I know that it’s scary. I know that being authentic puts you at risk of being bullied and judged and ostracized, but I also know that forcing yourself to live as someone you aren’t is too painful. Living in a way that isn’t conducive to your growth and happiness is no life at all. Youdeserve the freedom to be exactly who you are, put on on dress and embrace your femininity when you want to feel pretty, express yourself in whatever way feels right, and love whoever you fall in love with, without any outside judgement. You deserve these things because you exist and therefore you matter. You matter, and so do your needs and happiness.
If you wear a dress or put on makeup or embrace your femininity in anyway and someone calls you a freak, that’s on them. You don’t have to allow their ignorance and insecurities to become your truth. You get to decide who you are and be whoever that is. The right people aren’t going to judge you for not fitting in the gender binary. They will understand that the gender binary doesn’t exist and they will understand that identifying as androgynous is just as normal and inherently right as identifying as a male or female. The right people are going to celebrate and accept exactly who you are, without conditions. These are the people to hold onto. Let go of the rest.

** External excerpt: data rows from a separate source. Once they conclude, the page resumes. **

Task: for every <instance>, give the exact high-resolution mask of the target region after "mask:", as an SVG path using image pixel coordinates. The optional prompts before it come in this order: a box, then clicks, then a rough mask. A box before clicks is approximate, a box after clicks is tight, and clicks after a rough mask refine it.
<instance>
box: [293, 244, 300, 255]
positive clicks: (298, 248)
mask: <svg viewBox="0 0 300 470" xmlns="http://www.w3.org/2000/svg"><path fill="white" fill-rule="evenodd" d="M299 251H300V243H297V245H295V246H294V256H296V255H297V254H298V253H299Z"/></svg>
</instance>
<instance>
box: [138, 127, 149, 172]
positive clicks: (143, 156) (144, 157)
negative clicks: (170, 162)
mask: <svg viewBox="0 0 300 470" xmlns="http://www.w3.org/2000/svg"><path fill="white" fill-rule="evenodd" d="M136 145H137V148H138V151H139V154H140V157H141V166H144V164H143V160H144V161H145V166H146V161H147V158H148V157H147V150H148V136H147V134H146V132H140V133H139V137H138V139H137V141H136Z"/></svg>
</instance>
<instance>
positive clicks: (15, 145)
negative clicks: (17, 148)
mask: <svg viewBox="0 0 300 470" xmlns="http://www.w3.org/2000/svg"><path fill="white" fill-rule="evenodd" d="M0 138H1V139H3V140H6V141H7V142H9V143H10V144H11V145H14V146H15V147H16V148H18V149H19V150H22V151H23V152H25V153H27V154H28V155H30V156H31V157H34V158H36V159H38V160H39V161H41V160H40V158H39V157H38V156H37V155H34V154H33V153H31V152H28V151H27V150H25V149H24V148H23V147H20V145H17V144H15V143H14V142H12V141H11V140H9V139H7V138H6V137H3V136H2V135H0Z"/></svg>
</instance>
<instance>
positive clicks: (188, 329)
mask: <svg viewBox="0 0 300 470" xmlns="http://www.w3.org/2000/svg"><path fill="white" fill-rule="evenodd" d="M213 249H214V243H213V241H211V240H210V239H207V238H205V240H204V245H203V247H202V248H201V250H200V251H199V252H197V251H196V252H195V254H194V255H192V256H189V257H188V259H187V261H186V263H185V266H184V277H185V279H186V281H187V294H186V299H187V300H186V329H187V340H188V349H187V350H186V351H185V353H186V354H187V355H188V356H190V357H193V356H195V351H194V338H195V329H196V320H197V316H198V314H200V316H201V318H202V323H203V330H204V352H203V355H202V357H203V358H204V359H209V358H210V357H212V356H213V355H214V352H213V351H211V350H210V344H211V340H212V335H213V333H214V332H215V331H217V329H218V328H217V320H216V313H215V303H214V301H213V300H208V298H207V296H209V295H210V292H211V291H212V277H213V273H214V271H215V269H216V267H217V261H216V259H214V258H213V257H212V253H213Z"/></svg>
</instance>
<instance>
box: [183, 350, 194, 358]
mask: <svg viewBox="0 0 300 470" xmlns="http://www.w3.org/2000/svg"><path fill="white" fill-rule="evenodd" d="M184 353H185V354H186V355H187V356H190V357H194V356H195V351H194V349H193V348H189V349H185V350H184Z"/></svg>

In regards to the guy you’re seeing, I think that as long as he makes you happy, embraces and accepts who you are without trying to change your identity or gender to fit his own needs, and makes you feel comfortable and safe and beautiful and cared for, then he’s someone worth keeping around. Whatever happens, know that the relationships isn’t set in stone. If there ever comes a point where you don’t feel safe or comfortable or feel like you can’t be your authentic self with him because he is pressuring you to be someone you aren’t, then he needs to go. You have the power and if at any time you want to end it, you can. Your needs and happiness are a priority.
I hope that this was able to help and answer your question.
If I said anything that didn’t feel right or invalidated your experience and feelings in any way, please, please let me know.
I have nothing but good intentions, but because I’m not very educated about transgender experiences, I want to make sure I didn’t say the wrong thing. So if I did, please call me out so I can learn.